I worked with dramaturg Dana Lynn Formby of Chicago Dramatists on the script after the Gorilla reading, and she was outrageously helpful and told me many things that needed fixing. After more readings and many, many more rewrites, and more dramaturgy a couple years later from Chicago Dramatists’ Alice Austen, Stay had a beautiful production outside Austin in 2013 with the Wimberley Players.
South of Broadway Theatre’s Artistic Director, Kristen Kos, discovered the script on the New Play Exchange and she’s playing the lead. She doesn’t normally do that, but told me that it was such a lovely challenge she couldn’t resist auditioning, which is lovely to hear.
I rewrote the script a lot after the Wimberley production, which was beautiful and moving, with a wonderful cast and a set I found out later was a rare stage effort by Scott Wade, nationally famous as The Dirty Car Artist. Much of the rewriting was to simplify the staging, since director David McCullars and Aaron Johnson, an amazingly physical actor who runs a commedia dell’arte troupe in Austin, discovered that the script worked best if the actor playing the husband really couldn’t see, when his eyes were bandaged. So Aaron learned his lines and got off book early in the rehearsal process, and spent most of the rehearsals and most of each performance in the dark.
What I hadn’t thought about until I saw Stay onstage was how much trouble it was between scenes, with the stage manager having to move a blindfolded actor safely – and I hate long scene transitions. So I simplified the set and made the scenes more seamless, to make the next production easier.
South of Broadway Theatre is a lovely black box storefront in a hip neighborhood in North Charleston. The production was directed by Daniel Hall Kuhn, with Kristen Kos, David Moon, Linda Gish and Rob Maniscalco. Everyone involved with the production was welcoming and loved the scipt. The performance had gorgeous, atmospheric lighting and an impressionistic living room full of windows, that I described years ago in the script and was startled to see come so vividly to life.
Thank you to Anne Reid for the great production photos.
Kristen was nuanced, moving and amazing in the complex lead role. I watched the Friday evening opening straight through, without looking at the script beforehand so I’d be better able to judge how it worked onstage, as an audience member.
It was my very first script and my writing’s gotten better over the years, so I went back the next night with my notebook, and scribbled notes on all the moments that could use fine-tuning.

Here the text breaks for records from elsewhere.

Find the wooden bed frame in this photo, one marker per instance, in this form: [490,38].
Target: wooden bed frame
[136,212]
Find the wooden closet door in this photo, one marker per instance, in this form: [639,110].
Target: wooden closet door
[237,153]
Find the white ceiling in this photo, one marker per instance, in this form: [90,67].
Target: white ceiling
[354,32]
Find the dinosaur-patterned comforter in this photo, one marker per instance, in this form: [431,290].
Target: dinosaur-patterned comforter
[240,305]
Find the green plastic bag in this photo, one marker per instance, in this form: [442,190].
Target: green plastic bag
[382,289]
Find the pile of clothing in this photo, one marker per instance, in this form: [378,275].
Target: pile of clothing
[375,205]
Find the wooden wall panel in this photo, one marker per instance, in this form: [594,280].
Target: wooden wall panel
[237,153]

Stay was in the Charleston paper’s weekend section, and a reporter interviewed Kristen and me together the next morning, for the Charleston Post and Courier. I gave a workshop for South of Broadway’s writers’ group on Sunday, with materials from the Dramatists Guild, the New Play Exchange, PlayPenn and Chicago Dramatists. It was a large and lively group, enthusiastic about getting scripts out into the world, writing artist statements and finding opportunities.
Hilariously, one of the writers was the Artistic Director of Charleston’s 5th Wall Productions, a cool theatre that does new work and that’s rejected my scripts many times. I laughed about it when he introduced himself, since for every good thing that’s happened with one of my scripts, 98% of what I send out doesn’t get chosen.
He couldn’t place me at first, but partway through the workshop I mentioned The Burlesque Astronomy Play, a script I’m currently developing about science, art and femininity. There’s burlesque dancing, abstract art and onstage experiments, and one of them is plugging in a big dill pickle so it glows. When the AD of 5th Wall heard “Burlesque Astronomy,” he pointed at me and yelled, “The pickle play! You sent us the pickle play!”
It’s good to know that’s how that script gets remembered, with a pickle generating light, the last image in the play.